Gevo produced over 1,000 gallons of the cellulosic ATJ. Alaska Airlines is expected to fly the first commercial flight using this cellulosic jet fuel in the next few months. This follows on the back of the two commercial flights that were flown by Alaska Airlines on Gevo’s ATJ in June of this year. The ATJ for the June flights was derived from isobutanol produced at Gevo’s Luverne, Minnesota, production facility using sustainable corn as the sugar feedstock.

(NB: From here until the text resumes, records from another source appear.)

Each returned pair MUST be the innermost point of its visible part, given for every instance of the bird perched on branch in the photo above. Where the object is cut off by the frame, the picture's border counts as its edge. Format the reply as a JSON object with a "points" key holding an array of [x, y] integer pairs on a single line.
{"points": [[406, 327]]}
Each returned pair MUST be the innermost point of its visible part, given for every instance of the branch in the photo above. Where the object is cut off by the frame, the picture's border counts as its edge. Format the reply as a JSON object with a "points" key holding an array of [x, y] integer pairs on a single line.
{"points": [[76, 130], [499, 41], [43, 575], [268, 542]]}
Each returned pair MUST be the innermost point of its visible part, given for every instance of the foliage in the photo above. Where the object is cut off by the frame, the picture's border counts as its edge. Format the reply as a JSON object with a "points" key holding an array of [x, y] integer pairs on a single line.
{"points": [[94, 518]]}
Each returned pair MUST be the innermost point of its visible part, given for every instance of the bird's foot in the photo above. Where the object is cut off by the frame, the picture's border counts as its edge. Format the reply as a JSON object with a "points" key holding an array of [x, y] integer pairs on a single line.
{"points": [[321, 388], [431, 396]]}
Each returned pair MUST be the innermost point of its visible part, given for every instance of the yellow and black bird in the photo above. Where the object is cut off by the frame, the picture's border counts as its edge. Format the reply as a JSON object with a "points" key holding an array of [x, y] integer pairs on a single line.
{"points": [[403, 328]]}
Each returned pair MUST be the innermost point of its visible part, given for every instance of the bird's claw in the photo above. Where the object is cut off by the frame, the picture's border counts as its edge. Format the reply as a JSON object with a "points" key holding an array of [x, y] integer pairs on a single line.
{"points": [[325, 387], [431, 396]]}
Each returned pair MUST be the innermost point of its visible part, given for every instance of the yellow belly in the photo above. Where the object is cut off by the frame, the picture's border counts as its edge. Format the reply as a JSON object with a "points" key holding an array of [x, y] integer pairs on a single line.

The cellulosic ATJ was produced in conjunction with the Northwest Advanced Renewables Alliance (NARA). NARA supplied the sugars that were derived from forest residuals in the Pacific Northwest. Gevo produced the cellulosic renewable isobutanol at its demonstration facility in St. Joseph, Missouri, that it jointly operates with ICM Inc., Colwich, Kansas.